Socially speaking, according to the standards of those around her, he had done nothing which she could very severely blame. A woman he had dearly loved had come to him for protection, and he had not driven her away. That was the social value of what he had done. The moral view of it all was individual with herself. Society gave her no right to treat him rudely because she disapproved of his past life. For the rest, she had liked him in former times, and she believed that there was much more good in him than at first appeared.
She was almost glad that he had disturbed her solitude just then, for a nervous sense of loneliness was creeping upon her; and though there had been nothing to prevent her from rising and going away, she had felt that something was holding her in her seat, a shadowy something that was oppressive and not natural, that descended upon her out of the gloomy heights, and that rose around her from the secret depths below, where the great dead lay side by side in their leaden coffins.
”Sit down,” she repeated, as Griggs came round the bench.
He sat down beside her. There was a little distance between them, and he sat rather stiffly, holding his hat on his knees.
”I should apologize for disturbing you,” he began. ”I have been twice to your house to-day, but you were out. What I wish to speak of is rather urgent. I heard that you might be here, and so I came.”
”Yes,” she said, and waited for him to say more.
”What is it?” she asked presently, as he did not speak at once.

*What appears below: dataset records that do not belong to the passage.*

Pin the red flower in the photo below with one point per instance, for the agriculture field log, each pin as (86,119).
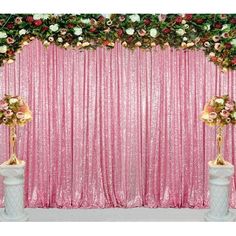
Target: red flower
(178,20)
(38,22)
(228,45)
(166,30)
(120,32)
(188,16)
(92,29)
(45,28)
(233,61)
(70,26)
(147,21)
(214,59)
(29,19)
(233,21)
(10,25)
(218,25)
(199,20)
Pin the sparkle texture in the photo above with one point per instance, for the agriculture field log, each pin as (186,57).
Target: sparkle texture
(116,128)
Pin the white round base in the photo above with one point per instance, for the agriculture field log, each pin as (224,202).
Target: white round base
(4,217)
(229,217)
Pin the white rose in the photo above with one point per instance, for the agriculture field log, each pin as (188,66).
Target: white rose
(225,27)
(180,32)
(3,35)
(54,27)
(233,42)
(3,49)
(13,100)
(134,18)
(130,31)
(220,101)
(78,31)
(22,32)
(153,33)
(207,27)
(85,21)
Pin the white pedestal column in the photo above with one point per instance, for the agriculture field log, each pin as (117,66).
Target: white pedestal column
(14,192)
(219,181)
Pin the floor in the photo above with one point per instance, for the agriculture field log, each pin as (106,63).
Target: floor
(116,214)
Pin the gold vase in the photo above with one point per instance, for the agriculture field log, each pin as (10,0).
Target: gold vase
(219,139)
(13,160)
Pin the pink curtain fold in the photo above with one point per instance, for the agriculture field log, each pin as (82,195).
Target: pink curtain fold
(116,128)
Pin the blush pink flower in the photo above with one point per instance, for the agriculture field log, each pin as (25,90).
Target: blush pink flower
(224,113)
(229,106)
(8,113)
(20,115)
(212,115)
(3,105)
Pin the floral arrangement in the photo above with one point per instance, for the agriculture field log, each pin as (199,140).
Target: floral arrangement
(14,111)
(219,111)
(215,34)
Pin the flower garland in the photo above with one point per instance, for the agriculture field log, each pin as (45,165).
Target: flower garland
(215,34)
(219,111)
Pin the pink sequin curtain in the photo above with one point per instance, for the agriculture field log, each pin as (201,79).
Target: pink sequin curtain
(116,128)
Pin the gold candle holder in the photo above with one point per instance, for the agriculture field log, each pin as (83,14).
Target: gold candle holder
(219,139)
(13,160)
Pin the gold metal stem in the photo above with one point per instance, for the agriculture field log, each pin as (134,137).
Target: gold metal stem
(219,138)
(13,159)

”It is about Dalrymple--about Lord Redin,” he said at last. ”You used to know him. Do you ever see him now?”
Francesca looked at him with a little surprise, but she answered quietly, as though the question were quite a natural one.

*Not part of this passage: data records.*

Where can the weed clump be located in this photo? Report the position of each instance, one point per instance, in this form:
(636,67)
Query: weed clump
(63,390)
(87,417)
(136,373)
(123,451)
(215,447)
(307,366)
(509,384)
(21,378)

”He was here five minutes ago. Yes, I often see him.”
”Would you do him a service?” asked Griggs, in his calm and indifferent tone.
He was forcing himself to do what was plainly his duty, but he was utterly incapable of taking any interest in the matter. Francesca hesitated before she answered. An hour earlier she would have a.s.sented readily enough, but now the idea of doing anything which could tend to bring her into closer relations with Lord Redin was disagreeable.

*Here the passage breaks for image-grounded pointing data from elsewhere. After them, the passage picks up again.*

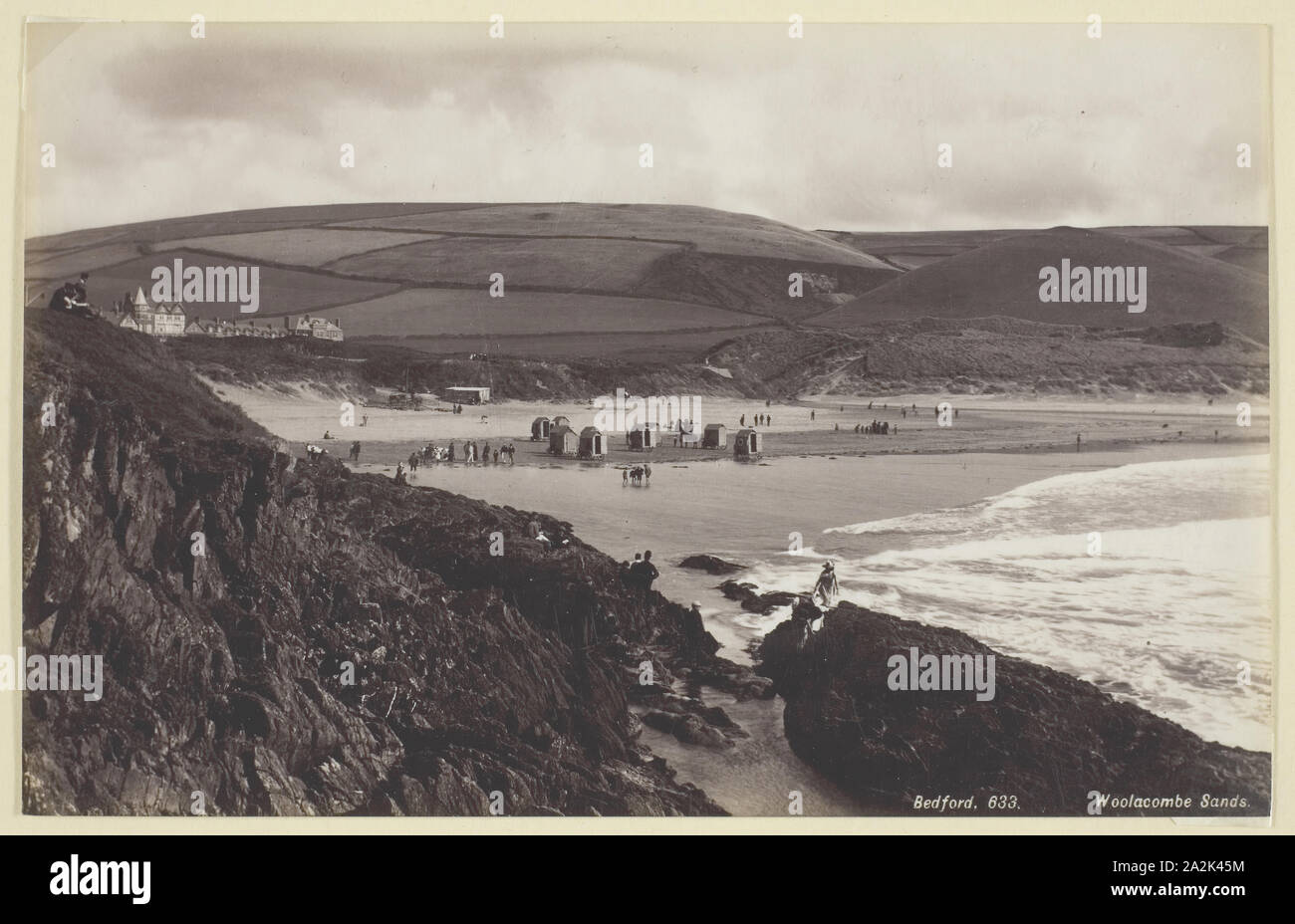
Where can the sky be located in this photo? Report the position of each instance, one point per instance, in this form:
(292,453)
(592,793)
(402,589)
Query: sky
(840,129)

”I do not think you will refuse,” said Griggs, as she did not speak.
”His life is in danger.”
She turned quickly and scrutinized the expressionless features. In the glow of the sunset the church was quite light. The total unconcern of the man's manner contrasted strangely with the importance of what he said. Francesca felt that something must be wrong.
”You say that very coolly,” she observed, and her tone showed that she was incredulous.
”And you do not believe me,” answered Griggs, quite unmoved. ”It is natural, I suppose. I will try to explain.”